Мне несколько раз приходилось встречать счастливых, и я хорошо изучила самую природу счастья. Но однажды судьба заставила меня принять в нем активную роль.
Когда мне рассказали, что Анна Ивановна, бедная безнадежно больная учительница, получила огромное наследство, я искренно порадовалась. А когда мне передали, что она только о том и мечтает, как бы повидаться со мной, я была тронута.
Анна Ивановна знала меня в очень тяжелые для нас обеих времена, и те последние годы, когда мы уже не виделись, по слухам, были для нее тяжелее прежних. Как же не обрадоваться было такой волшебной перемене в ее судьбе.
Вскоре после этого известия я встретилась с ней на улице. Она ехала в собственном экипаже, принаряженная, но очень скучная и тихая.
При виде меня она как-то забеспокоилась, лицо у нее стало напряженное, жадное.
– Садитесь скорее со мной! – кричала она. – Едемте ко мне завтракать.
Ехать к ней я отказалась, но выразила удовольствие, что ее дела так хорошо устроились.
Она выслушала меня с каким-то раздражением.

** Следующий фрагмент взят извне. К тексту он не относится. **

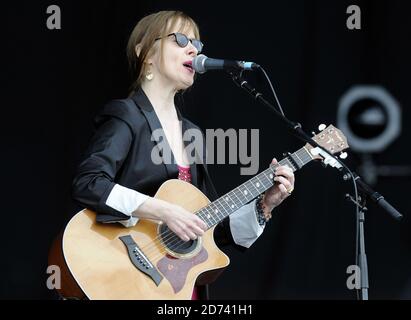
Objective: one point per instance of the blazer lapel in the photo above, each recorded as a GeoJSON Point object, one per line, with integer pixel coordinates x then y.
{"type": "Point", "coordinates": [145, 106]}
{"type": "Point", "coordinates": [193, 165]}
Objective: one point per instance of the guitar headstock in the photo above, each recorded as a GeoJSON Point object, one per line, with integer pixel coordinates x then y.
{"type": "Point", "coordinates": [332, 140]}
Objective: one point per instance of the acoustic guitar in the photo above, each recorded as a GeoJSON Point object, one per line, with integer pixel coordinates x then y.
{"type": "Point", "coordinates": [148, 261]}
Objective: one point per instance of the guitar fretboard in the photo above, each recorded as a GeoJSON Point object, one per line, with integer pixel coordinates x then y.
{"type": "Point", "coordinates": [220, 209]}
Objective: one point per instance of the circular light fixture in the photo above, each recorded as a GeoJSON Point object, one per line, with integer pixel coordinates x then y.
{"type": "Point", "coordinates": [370, 118]}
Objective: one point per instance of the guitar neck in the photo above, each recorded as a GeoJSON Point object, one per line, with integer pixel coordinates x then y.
{"type": "Point", "coordinates": [220, 209]}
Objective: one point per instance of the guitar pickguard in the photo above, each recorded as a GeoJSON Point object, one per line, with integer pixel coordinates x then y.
{"type": "Point", "coordinates": [176, 270]}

– Так садитесь, я вас домой завезу. У меня чудные рессоры, одно удовольствие прокатиться.
Я села, и она тотчас стала рассказывать, какой у нее дом, и сколько стоит коляска, и про какие-то необычайные лампы, которые тоже достались ей по наследству. Говорила она с какой-то злобой и, видимо, была так недовольна мною, что я совсем растерялась.
– Почему же говорили, что она хочет меня видеть? Верно, что-нибудь спутали.
Но когда я хотела выйти у одного магазина, она ни за что не могла со мной расстаться и велела кучеру ждать, а сама пошла за мной.
– Как можно покупать такую дрянь, дешевку! – злобно проговорила она. – Я покупаю только дорогие вещи, потому что это даже выгоднее.
И снова рассказывала о своих дорогих и хороших вещах и смотрела на меня с отчаянием и злобой.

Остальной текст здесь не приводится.